> we are going to have some AMD CPU with AVX2 support soon, the question is
> if it will prefer 256-bit vmovups/vmovupd/vmovdqu or split, but even
> if it will prefer split, the question is if like bdver{1,2,3} it will
> be X86_TUNE_AVX128_OPTIMAL, because if yes, then how 256-bit unaligned
> loads/stores are handled is much less important there. Ganesh?
256-bit is friendly on bdver4.
But, 256 bit unaligned stores are micro-coded which we would like to avoid. So
we require 128-bit MOVUPS.
-----Original Message-----
From: Jakub Jelinek [mailto:[email protected]]

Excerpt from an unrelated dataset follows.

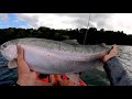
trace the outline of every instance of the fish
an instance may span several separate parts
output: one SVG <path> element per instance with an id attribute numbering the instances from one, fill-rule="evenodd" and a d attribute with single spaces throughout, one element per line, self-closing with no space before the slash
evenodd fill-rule
<path id="1" fill-rule="evenodd" d="M 75 84 L 79 82 L 79 73 L 102 67 L 101 54 L 111 50 L 111 45 L 80 45 L 75 40 L 15 38 L 0 46 L 1 55 L 9 61 L 9 68 L 16 67 L 16 45 L 24 50 L 24 59 L 30 69 L 41 74 L 65 74 Z M 123 47 L 122 51 L 127 50 Z M 118 57 L 122 59 L 121 56 Z"/>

Sent: Tuesday, November 12, 2013 3:57 PM
To: Jan Hubicka
Cc: H.J. Lu; Vladimir Makarov; GCC Patches; Uros Bizjak; Richard Henderson;
Gopalasubramanian, Ganesh
Subject: Re: Honnor ix86_accumulate_outgoing_args again
On Tue, Nov 12, 2013 at 11:05:45AM +0100, Jan Hubicka wrote:
> > @@ -16576,7 +16576,7 @@ ix86_avx256_split_vector_move_misalign (rtx
> > op0, rtx op1)
> >
> > if (MEM_P (op1))
> > {
> > - if (TARGET_AVX256_SPLIT_UNALIGNED_LOAD)
> > + if (!TARGET_AVX2 && TARGET_AVX256_SPLIT_UNALIGNED_LOAD)
> > {
> > rtx r = gen_reg_rtx (mode);
> > m = adjust_address (op1, mode, 0); @@ -16596,7 +16596,7 @@
> > ix86_avx256_split_vector_move_misalign (rtx op0, rtx op1)
> > }
> > else if (MEM_P (op0))
> > {
> > - if (TARGET_AVX256_SPLIT_UNALIGNED_STORE)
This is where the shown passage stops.